Fitness-model spritzing finished, COG beelines over to the Columbia booth and find the white-coated lab guys. We ask about the little blue circles printed over the fabric surface? We mistook these tiny blue circles for fabric decoration. The scientists corrected us: the blue circles are Columbia’s proprietary polymers. When wet, the polymers microscopically swell and release heat. This makes the fabric feel very cool, almost cold against our skin.

“How does the heat get into the polymer reaction to start with?” we ask, like we had a clue.
“An endothermic catalyst absorbs the heat,” observed the Columbia lab guys; “Evaporation plays a small part, but that’s not the main driver.”
Nice scientific answer, but we didn’t want answers.

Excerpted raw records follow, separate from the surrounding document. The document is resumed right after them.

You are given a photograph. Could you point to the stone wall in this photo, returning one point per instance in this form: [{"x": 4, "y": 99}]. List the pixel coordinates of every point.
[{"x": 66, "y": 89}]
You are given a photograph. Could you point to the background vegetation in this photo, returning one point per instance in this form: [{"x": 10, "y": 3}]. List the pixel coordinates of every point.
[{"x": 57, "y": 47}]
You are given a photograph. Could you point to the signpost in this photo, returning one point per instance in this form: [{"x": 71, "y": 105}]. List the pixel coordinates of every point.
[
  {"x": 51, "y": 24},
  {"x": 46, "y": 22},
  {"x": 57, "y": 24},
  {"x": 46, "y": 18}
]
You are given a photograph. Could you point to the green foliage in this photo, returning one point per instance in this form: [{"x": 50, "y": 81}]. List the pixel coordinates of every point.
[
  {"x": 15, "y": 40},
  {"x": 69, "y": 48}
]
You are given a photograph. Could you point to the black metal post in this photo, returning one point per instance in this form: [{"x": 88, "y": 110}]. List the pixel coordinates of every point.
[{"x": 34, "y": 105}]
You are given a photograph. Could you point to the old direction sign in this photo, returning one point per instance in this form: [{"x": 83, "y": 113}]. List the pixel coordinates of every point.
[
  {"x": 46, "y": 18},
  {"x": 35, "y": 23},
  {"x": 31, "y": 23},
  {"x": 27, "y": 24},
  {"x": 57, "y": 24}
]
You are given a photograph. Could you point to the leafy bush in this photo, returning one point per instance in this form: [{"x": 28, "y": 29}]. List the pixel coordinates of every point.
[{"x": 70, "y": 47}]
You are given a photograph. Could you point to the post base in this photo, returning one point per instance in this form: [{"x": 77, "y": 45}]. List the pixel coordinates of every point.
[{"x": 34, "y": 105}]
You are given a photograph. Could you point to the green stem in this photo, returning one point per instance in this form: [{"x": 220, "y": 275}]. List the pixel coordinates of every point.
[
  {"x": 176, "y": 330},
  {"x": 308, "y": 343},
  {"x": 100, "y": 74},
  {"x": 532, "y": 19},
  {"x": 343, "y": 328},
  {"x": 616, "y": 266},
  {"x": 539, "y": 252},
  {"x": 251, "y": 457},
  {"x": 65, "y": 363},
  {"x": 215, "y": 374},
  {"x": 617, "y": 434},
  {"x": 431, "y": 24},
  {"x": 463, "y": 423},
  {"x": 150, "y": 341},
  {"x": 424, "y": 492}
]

Your GOG reporters wanted the truth.
Evidently, we couldn’t handle the truth.
Columbia refused to name the (proprietary) polymer or explain further the physics/chemistry of their polymer that absorbs heat until it’s wet (like when you’re sweating) and then cools even faster than normal evaporation would allow. So as long as the fabric’s dry, it’ll help keep you warm. But when you sweat-it-up or otherwise wet the fabric, it’ll get cold fast. Our COG Omni Freeze lycra sleeves stayed very cool throughout the afternoon, so long as we sloshed them every so often with our water bottles.
We’d hope we don’t have to wait 30 years (like we waited on Gore-Tex for the tech low-down) for Columbia’s secret fabric physics to be revealed. But we do like the idea of free chronic at Coachella.